Install and run Dask on a Kubernetes cluster in Eumetsat Elasticity cloud
Dask enables scaling computation tasks either as multiple processes on a single machine, or on Dask clusters that consist of multiple worker machines. Dask provides a scalable alternative to popular Python libraries e.g. Numpy, Pandas or SciKit Learn, but still using a compact and very similar API.
Dask scheduler, once presented with a computation task, splits it into smaller tasks that can be executed in parallel on the worker nodes/processes.
In this article you will install a Dask cluster on Kubernetes and run Dask worker nodes as Kubernetes pods. As part of the installation, you will get access to a Jupyter instance, where you can run the sample code.

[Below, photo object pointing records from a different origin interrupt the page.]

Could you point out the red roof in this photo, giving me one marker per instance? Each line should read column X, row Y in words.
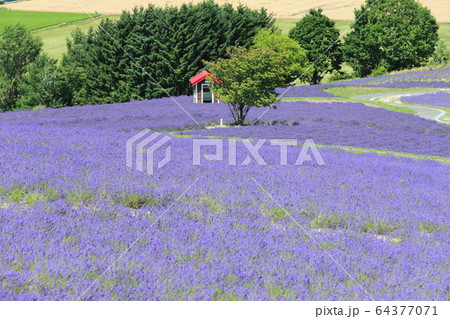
column 201, row 77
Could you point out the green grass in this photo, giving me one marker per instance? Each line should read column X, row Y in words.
column 55, row 38
column 33, row 20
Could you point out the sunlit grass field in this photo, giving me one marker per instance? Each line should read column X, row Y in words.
column 33, row 20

What We Are Going To Cover
Install Dask on Kubernetes
Access Jupyter and Dask Scheduler dashboard
Run a sample computing task
Configure Dask cluster on Kubernetes from Python
Resolving errors
Prerequisites
No. 1 Hosting
You need a Eumetsat Elasticity hosting account with Horizon interface https://horizon.cloudferro.com/auth/login/?next=/.
No. 2 Kubernetes cluster on CloudFerro cloud
To create Kubernetes cluster on WAW3-1 cloud refer to this guide: How to Create a Kubernetes Cluster Using Eumetsat Elasticity OpenStack Magnum
No. 3 Access to kubectl command line
The instructions for activation of kubectl are provided in: How To Access Kubernetes Cluster Post Deployment Using Kubectl On Eumetsat Elasticity OpenStack Magnum
No. 4 Familiarity with Helm
For more information on using Helm and installing apps with Helm on Kubernetes, refer to Deploying Helm Charts on Magnum Kubernetes Clusters on Eumetsat Elasticity WAW3-1 Cloud
No. 5 Python3 available on your machine
Python3 preinstalled on the working machine.
No. 6 Basic familiarity with Jupyter and Python scientific libraries
We will use Pandas as an example.
Step 1 Install Dask on Kubernetes
To install Dask as a Helm chart, first download the Dask Helm repository:
helm repo add dask https://helm.dask.org/
Instead of installing the chart out of the box, let us customize the configuration for convenience. To view all possible configurations and their defaults run:
helm show dask/dask
Prepare file dask-values.yaml to override some of the defaults:
dask-values.yaml
scheduler:
serviceType: LoadBalancer
jupyter:
serviceType: LoadBalancer
worker:
replicas: 4
This changes the default service type for Jupyter and Scheduler to LoadBalancer, so that they get exposed publicly. Also, the default number of Dask workers is 3 but is now changed to 4. Each Dask worker pod will get allocated 3GB RAM and 1CPU, we keep it at this default.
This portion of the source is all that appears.